Wednesday, June 08, 2005

ERV Boxscore for June 7, vs. Oakland

So I looked up last night's lineups in the thesauras and found the following: anemic, sickly, pallid, feeble, wan. Only Nick Johnson, of course, had a positive ERV night at the plate for the Nats. He has had positive ERV games in 7 of the last 8 and 13 of the last 17. Can we petition the league to allow him to bat every time, using invisible men on base?

Notes:

-- Not surprisingly, the most valuable play is a defensive one, Johnson's pick of Carroll's wan throw on the crucial double play in the 8th. Carroll gets the debit, but Nick picks up the fielding credit, which gives him a 7.00 total WV on the night (Gary Bennett-like numbers).

-- In addition to the victory, we gave A's fans false hope about Barry Zito. Cf. Obermueller, W. (May 2005) & Moehler, B. (April 2005). Dozens of struggling pitchers throughout the league are thinking, "If I can just get to the Nats game ..."

-- Nats Blog's attendance winning streak stretches to 13 games on the year, with the aid of Chris Needham of Capitol Punishment and D of the DC United blog, and Dexys and I had to talk the guards out of tasering them only twice. The four of us stood alone against the simpletons who applauded the Nats's sacrifice bunts.
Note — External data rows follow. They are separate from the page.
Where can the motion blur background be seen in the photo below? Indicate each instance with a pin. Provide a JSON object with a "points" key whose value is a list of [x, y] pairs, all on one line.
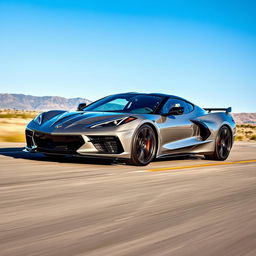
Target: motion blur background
{"points": [[201, 50], [204, 51]]}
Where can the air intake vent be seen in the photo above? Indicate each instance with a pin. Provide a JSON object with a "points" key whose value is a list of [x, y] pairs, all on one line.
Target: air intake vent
{"points": [[107, 144], [57, 143]]}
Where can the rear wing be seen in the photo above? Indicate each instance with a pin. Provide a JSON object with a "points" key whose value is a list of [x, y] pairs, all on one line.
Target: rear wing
{"points": [[227, 110]]}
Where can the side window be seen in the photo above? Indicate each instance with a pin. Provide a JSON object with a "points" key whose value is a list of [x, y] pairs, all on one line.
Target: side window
{"points": [[114, 105], [177, 103], [190, 107]]}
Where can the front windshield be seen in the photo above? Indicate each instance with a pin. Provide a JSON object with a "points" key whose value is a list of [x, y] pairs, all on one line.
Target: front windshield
{"points": [[127, 103]]}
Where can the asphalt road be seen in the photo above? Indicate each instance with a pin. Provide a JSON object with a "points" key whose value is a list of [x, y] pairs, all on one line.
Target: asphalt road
{"points": [[86, 207]]}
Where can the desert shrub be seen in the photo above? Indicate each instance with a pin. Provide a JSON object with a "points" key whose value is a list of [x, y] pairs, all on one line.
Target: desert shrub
{"points": [[253, 137], [239, 138]]}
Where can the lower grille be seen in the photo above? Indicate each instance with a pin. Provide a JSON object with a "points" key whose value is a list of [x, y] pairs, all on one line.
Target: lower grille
{"points": [[29, 135], [57, 143], [107, 144]]}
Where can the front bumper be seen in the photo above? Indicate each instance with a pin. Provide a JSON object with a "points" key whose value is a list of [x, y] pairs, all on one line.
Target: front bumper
{"points": [[94, 145]]}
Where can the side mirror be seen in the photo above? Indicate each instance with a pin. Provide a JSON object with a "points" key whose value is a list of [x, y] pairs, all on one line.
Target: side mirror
{"points": [[81, 106], [176, 111]]}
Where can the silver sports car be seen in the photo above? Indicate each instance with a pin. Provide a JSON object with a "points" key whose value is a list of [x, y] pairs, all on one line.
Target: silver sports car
{"points": [[135, 127]]}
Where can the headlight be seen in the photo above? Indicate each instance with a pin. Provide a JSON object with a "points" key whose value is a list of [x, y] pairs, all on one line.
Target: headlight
{"points": [[38, 119], [115, 122]]}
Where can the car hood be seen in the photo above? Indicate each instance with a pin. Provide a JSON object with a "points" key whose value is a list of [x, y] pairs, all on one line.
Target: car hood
{"points": [[74, 121]]}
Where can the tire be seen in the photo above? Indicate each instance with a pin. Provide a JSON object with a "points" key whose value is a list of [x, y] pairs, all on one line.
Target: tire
{"points": [[144, 145], [223, 145]]}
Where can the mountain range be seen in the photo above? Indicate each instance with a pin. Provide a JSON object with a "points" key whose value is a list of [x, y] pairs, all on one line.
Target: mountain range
{"points": [[44, 103]]}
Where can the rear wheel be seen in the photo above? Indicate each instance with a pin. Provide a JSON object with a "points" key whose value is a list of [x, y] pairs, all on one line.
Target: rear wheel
{"points": [[143, 146], [223, 145]]}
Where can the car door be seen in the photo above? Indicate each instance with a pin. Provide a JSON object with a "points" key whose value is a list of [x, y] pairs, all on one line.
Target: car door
{"points": [[176, 130]]}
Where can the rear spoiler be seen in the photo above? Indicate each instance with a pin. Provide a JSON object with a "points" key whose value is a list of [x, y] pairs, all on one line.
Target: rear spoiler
{"points": [[227, 110]]}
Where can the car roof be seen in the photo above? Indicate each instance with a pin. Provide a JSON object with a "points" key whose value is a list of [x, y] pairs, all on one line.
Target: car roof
{"points": [[158, 94]]}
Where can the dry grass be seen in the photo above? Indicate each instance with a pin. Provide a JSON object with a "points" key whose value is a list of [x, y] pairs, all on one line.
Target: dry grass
{"points": [[13, 123], [246, 132]]}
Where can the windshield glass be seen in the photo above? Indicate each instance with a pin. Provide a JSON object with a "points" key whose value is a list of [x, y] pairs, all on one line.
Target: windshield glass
{"points": [[127, 103]]}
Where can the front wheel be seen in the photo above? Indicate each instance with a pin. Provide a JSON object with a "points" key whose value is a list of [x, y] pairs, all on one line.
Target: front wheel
{"points": [[223, 145], [143, 146]]}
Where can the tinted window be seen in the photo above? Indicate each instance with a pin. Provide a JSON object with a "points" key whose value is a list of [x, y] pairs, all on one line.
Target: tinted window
{"points": [[177, 103], [190, 107], [127, 103]]}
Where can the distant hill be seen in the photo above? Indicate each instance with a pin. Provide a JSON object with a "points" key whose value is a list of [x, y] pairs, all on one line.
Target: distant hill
{"points": [[28, 102], [245, 118]]}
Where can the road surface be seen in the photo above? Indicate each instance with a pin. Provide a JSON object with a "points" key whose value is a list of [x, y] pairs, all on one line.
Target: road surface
{"points": [[87, 207]]}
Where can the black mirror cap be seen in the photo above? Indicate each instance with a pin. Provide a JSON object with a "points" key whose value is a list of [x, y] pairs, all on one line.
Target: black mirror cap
{"points": [[81, 106], [176, 111]]}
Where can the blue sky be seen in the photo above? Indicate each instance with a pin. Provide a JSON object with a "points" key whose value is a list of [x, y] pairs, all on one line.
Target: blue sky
{"points": [[204, 51]]}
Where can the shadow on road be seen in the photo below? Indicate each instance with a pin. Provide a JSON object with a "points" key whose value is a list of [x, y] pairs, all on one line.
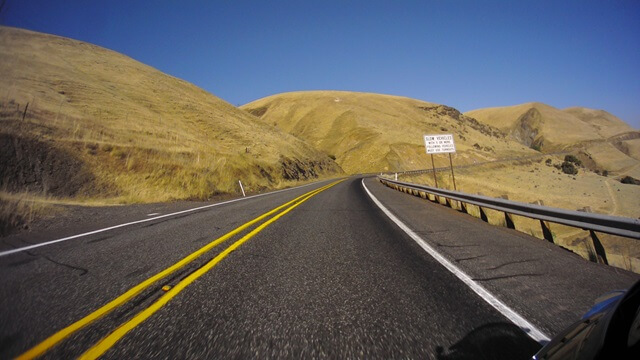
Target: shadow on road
{"points": [[491, 341]]}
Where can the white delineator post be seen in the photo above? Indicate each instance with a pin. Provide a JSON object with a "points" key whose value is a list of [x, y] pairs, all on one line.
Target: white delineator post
{"points": [[242, 188]]}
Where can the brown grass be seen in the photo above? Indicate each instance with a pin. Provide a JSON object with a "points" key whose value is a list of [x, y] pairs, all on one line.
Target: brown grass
{"points": [[373, 132], [144, 135]]}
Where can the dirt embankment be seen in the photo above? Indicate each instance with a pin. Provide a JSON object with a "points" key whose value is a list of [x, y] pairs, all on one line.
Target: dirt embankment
{"points": [[38, 167]]}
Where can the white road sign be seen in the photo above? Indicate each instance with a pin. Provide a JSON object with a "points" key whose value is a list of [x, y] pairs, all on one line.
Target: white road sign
{"points": [[438, 144]]}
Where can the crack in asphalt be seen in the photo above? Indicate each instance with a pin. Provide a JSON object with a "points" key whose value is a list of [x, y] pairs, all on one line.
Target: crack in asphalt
{"points": [[507, 277], [83, 271], [470, 258], [512, 263]]}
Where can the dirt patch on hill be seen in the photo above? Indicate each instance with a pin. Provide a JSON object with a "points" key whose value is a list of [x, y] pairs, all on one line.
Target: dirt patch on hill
{"points": [[294, 169], [29, 165]]}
EDIT: The original box omitted Ayala's appearance. It is now fixed.

ERV Win: Obvious
ERV Loss: Kotsay

3 Most Valuable Plays:
(1) Johnson's pick of Carroll's throw on the DP in the 8th (3.66)
(2) Johnson's 2-run homer (2.91)
(3) Kotsay ground out to end the game (-1.83)


Click on boxscore for larger image

6 Comments:

At 9:39 AM, Blogger Chris Needham said...

How'd you score the NJ play?

If that ball gets by him, the game is tied, and there's a runner on second, possibly third.

 
At 9:59 AM, Blogger DM said...

Batter gets debit for GIDP.
Carroll gets error, RV equal to the diff between the GIDP and a runner on second with a run in.
Johnson gets great play credit equal to Carroll's error debit.

 
At 10:25 AM, Blogger Harper said...

Wait, are you scoring based on potential errors now? That doesn't seem right unless you are evaluating all defensive plays game in and game out with the same "what if" scrutiny.

 
At 10:31 AM, Blogger DM said...

El Gran,

I have been scoring this way all year. It's the only way you can score great defensive plays and reflect the value of plays like Johnson's last night. Subjective, I know, but I want to see how this system works in its fullest capacity. And I have watched every possible great play, usually through MLB's condensed game if I didn't see it live.

In a perfect world, I would have a crowd of scorers judge plays like that and take the majority opinion.

 
At 4:06 PM, Blogger Harper said...

Yes, well, hmmm.

Really, all the plays? You're a better man than I.

I don't mean to keep picking on the ERV. It's great and I realize it isn't meant to be perfect.

 
At 4:13 PM, Blogger DM said...

Please, pick away, it can only make it better.

In a perfect world, the crowd of scorers would allocate EVERY play among the pitchers and fielders (e.g. strikeouts, HRs and Walks go 100% to pitchers, Balls in Play are shared, maybe 90/10 pitcher/fielder on routine plays, other ratios for better fielding plays, something like that). Then you would have an accurate valuation for fielding.